Do Other Retirement Benchmarks Show the Same Pattern?
Other retirement benchmarks show similar patterns, even if their dollar amounts vary. For example, financial services firms Fidelity and Vanguard provide information about 401(k) balances by age, though data for those in their 30s spans more than one age bracket.
That data is based solely on the accounts held within each of these platforms. In contrast, Empower’s data is comprehensive of all 401(k)s that a user links to its platform—including accounts from previous jobs that may be held elsewhere.
Still, reviewing the brokerage-specific data can provide additional context. Vanguard data shows both median and average 401(k) balances for people in their 30s based on 2024 data.
| Vanguard 401(k) Balances | ||
|---|---|---|
| Age | Median Balance | Average Balance |
| 25-34 | $16,255 | $42,640 |
| 35-44 | $39,958 | $103,552 |
Note that the median balance is often considered more indicative of the average person in the group, whereas mean averages are generally skewed higher due to individuals with exceptionally high balances.
Fidelity, meanwhile, only offers average balances, also based on 2024 data. Its age groups, however, are more tightly focused on ages 30-34 and 35-39.
| Fidelity 401(k) Balances | |
|---|---|
| Age | Average Balance |
| 30-34 | $45,700 |
| 35-39 | $73,200 |
“Nailing down retirement savings by age can be difficult because people may have money saved outside of 401(k)s and IRAs,” Fidelity’s report says. “But a look at 401(k) and IRA balances can give you a rough measure of how you are doing compared to your peers.”
Important
For 2026, the IRS allows workers under age 50 to contribute up to $24,500 annually to a 401(k).
4 Moves That Can Boost Your 401(k) Starting Now
So how much do you really need saved for retirement to consider yourself on track? Fidelity offers this guidance: “Aim to save at least 1x your salary by 30, 3x by 40, 6x by 50, 8x by 60, and 10x by 67.”
Here are some tips to boost your 401(k) so it will be ready for retirement when you are:
Pay down non-mortgage debt. “If you still have high-interest debt, you potentially may be earning 8% in your retirement account but paying 20% or more in credit card interest,” Empower’s report says.
Take advantage of free money. If your employer offers a 401(k) match or savings plan, try to contribute a high enough percentage so you can get the full amount of matching funds.
Ramp up contributions. If you get a pay raise, change the percentage of your income that’s contributed automatically to your workplace retirement plan before you get used to the additional take-home pay.
Follow a budget. Tracking your spending and making a budget can help you know what you’re spending and highlight places where you can trim your spending, freeing up extra cash to pay down debt or increase your retirement contributions.
Thanks to a longer time horizon, even modest increases to your 401(k) contributions in your 30s can make a significant difference in your financial preparation for retirement.

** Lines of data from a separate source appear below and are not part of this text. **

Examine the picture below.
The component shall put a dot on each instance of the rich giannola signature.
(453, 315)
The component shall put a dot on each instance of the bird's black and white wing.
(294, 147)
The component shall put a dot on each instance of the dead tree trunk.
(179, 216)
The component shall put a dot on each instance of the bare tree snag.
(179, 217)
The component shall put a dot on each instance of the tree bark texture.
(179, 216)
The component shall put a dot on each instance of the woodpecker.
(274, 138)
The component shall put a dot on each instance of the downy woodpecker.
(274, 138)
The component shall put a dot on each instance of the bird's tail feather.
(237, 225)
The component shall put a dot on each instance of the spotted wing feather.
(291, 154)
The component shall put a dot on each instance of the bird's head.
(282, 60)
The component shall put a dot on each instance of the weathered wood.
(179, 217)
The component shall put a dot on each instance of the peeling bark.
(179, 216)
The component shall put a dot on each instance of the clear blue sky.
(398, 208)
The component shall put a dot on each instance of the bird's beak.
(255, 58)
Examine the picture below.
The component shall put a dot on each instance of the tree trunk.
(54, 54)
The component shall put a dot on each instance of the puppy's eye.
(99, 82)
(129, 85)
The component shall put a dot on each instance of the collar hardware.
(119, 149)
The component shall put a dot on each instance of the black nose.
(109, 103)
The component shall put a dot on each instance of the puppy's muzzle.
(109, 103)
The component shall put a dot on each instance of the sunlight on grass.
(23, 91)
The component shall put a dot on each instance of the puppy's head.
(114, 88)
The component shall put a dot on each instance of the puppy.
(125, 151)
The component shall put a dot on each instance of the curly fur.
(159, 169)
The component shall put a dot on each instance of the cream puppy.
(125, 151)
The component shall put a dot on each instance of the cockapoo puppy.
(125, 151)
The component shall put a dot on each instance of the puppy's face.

How Time Doubles Your Investment
The Rule of 72 is a simple formula that calculates roughly how long it’ll take for an investment to double in value, based on its rate of return, even without further contributions. The equation is:
Years to double = 72 / expected rate of return
To calculate the time period that an investment will double, divide 72 by the expected rate of return. For example, if you earn 6% per year on average, your investment will double in about 12 years. With an 8% annual return, it would take just 9 years to double.